Kumar Biradha is a researcher in the field of crystal engineering. He was born on 15 June 1968 in Relangi, Andhra Pradesh. He is a professor at the Department of Chemistry, Indian Institute of Technology, Kharagpur, and a member of Editorial Advisory board of Crystal Growth & Design, an American Chemical Society Journal.

==Biography==
Biradha completed his secondary and higher secondary education from TMP High School, Relangi, and SVSS Govt. Junior College, Attili, respectively. He obtained his bachelor's degree from DNR College, Bhimavaram, and soon after that he joined University of Hyderabad to complete his M.Sc. in chemistry in 1991. Subsequently, he earned his Ph.D. in structural chemistry from the same university under the guidance of Professor Gautam Radhakrishna Desiraju in 1996. From there he moved to Canada to work as postdoctoral fellow in the laboratory of Mike Zaworotko at Saint Mary's University, Canada in 1997. There he worked on designing various clay-like and zeolite-like architectures by using strong hydrogen bonds and coordination bonds. In the next year he received the prestigious JSPS fellowship to work with Makoto Fujita at IMS, Okazaki, Japan, and Nagoya University, where he expertized on coordination networks and dynamic porous coordination polymers. There he also appointed as an assistant professor and Researcher up to March 2002. Finally he moved back to India and joined the Chemistry Department at IIT Kharagpur as an assistant professor in 2002 and became a professor in 2014.

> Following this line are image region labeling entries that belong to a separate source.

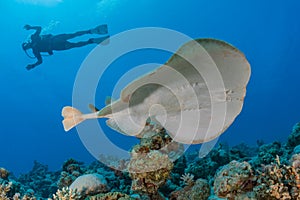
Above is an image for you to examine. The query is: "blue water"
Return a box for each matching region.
[0,0,300,174]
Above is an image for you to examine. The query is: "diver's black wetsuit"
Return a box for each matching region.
[23,25,108,70]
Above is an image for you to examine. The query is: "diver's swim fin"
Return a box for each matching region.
[91,24,108,34]
[91,35,109,45]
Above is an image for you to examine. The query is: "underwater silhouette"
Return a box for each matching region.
[22,24,109,70]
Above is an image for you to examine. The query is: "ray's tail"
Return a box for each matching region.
[61,106,86,131]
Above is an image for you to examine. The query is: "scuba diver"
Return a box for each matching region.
[22,24,109,70]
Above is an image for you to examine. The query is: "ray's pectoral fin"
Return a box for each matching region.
[61,106,85,131]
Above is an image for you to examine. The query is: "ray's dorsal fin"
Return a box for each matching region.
[61,106,85,131]
[89,104,99,112]
[105,96,112,106]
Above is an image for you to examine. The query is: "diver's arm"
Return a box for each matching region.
[24,24,42,35]
[26,52,43,70]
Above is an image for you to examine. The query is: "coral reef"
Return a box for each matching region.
[69,174,109,197]
[286,122,300,149]
[0,167,9,180]
[17,161,59,198]
[253,156,300,200]
[214,161,254,199]
[169,175,210,200]
[86,192,136,200]
[57,158,84,189]
[0,123,300,200]
[53,187,82,200]
[128,124,182,199]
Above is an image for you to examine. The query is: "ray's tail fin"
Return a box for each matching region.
[61,106,85,131]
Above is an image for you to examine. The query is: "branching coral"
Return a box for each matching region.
[253,155,300,200]
[214,161,254,199]
[180,173,194,185]
[0,182,12,200]
[86,192,135,200]
[53,187,81,200]
[170,179,210,200]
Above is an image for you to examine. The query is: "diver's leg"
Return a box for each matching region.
[65,39,94,50]
[52,39,94,51]
[53,30,91,40]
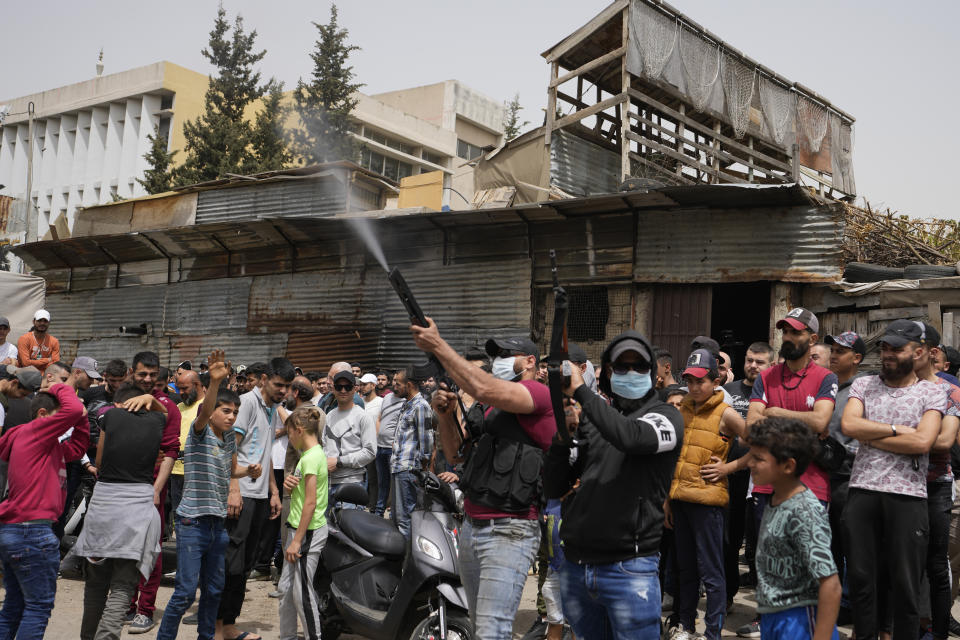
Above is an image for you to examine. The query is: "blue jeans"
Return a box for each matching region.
[157,515,230,640]
[373,447,393,516]
[560,553,660,640]
[0,523,60,640]
[460,518,540,640]
[390,471,417,540]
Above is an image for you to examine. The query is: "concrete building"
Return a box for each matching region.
[0,62,207,237]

==Scientific contributions==
Biradha's research group aims at synthesizing multi-functional supramolecular materials with the use of distinct crystal engineering strategies. Web of Science has listed over 200 of the published scientific articles by him on Cocrystal, gels, organic polymers, coordination polymers, metal-organic frameworks and covalent organic framework and their potential applications in the fields of electrocatalysis, molecular sensing, solid state [2+2] photo-dimerizations and polymerizations, gas adsorption, inclusion materials, semiconductivity, luminescence, and isomeric hydrocarbon separation. For such significant contributions in science, Biradha featured among 'Top 2% Global scientist' in a study by Stanford Analyst Group under the category of 'Inorganic and Nuclear chemistry'.

==Awards and honors==
- Editorial Advisory board member of Crystal Growth & Design.

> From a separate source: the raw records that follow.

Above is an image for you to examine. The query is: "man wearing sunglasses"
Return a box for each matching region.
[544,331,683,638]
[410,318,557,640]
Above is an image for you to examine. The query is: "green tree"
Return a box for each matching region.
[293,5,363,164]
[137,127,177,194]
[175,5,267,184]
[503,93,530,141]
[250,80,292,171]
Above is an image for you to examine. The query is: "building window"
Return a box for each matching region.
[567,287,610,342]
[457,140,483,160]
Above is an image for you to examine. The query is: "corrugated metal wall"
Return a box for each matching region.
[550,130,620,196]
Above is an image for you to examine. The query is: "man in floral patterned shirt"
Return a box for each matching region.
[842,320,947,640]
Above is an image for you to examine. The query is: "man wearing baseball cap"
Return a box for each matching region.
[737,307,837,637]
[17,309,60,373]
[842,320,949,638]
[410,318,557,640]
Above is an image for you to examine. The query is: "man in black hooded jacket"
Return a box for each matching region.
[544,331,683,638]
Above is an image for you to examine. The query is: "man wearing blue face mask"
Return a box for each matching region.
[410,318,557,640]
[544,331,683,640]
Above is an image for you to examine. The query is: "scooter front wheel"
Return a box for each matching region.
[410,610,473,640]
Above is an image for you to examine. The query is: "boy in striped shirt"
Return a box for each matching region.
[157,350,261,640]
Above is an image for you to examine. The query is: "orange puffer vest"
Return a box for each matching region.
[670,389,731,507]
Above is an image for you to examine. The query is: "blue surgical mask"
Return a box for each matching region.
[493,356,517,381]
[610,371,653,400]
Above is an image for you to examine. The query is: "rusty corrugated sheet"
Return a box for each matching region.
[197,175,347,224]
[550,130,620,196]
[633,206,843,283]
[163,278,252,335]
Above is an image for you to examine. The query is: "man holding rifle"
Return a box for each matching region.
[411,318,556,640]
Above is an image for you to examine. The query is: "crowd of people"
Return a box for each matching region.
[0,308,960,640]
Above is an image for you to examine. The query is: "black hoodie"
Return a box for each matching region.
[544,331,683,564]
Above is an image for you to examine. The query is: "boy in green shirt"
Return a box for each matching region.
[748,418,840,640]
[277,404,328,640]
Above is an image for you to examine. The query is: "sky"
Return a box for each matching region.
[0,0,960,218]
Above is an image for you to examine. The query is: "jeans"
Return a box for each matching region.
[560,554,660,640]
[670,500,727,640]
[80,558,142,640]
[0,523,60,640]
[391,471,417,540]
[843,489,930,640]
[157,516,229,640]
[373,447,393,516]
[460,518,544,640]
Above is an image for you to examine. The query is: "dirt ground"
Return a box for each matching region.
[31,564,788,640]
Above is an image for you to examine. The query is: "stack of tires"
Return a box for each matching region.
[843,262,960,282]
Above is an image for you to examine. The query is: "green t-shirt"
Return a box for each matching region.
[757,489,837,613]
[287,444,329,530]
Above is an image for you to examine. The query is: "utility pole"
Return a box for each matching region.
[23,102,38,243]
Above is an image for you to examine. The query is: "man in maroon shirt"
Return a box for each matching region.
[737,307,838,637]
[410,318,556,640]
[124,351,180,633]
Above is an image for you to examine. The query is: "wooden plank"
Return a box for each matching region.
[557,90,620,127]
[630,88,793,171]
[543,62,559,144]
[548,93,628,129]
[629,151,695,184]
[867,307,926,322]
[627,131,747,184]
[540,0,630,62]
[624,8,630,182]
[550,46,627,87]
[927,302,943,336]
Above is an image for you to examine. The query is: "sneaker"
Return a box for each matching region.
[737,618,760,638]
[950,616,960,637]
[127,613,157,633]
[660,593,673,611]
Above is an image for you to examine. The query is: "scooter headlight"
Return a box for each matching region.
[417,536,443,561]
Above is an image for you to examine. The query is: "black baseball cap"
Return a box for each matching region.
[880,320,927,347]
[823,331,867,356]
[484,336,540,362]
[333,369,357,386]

- Served as associate editor, Crystal Growth & Design, American Chemical Society 2012–2021.
- Became Fellow of the Royal Society of Chemistry in 2010.
- Advisory board member of New Journal of Chemistry.
- Served as co-editor for Acta Crystallographica Section E: Crystallographic Communications in 2011.
- He received the NASI-Scopus Young Scientist Award of the Elsevier in chemistry in the year 2006.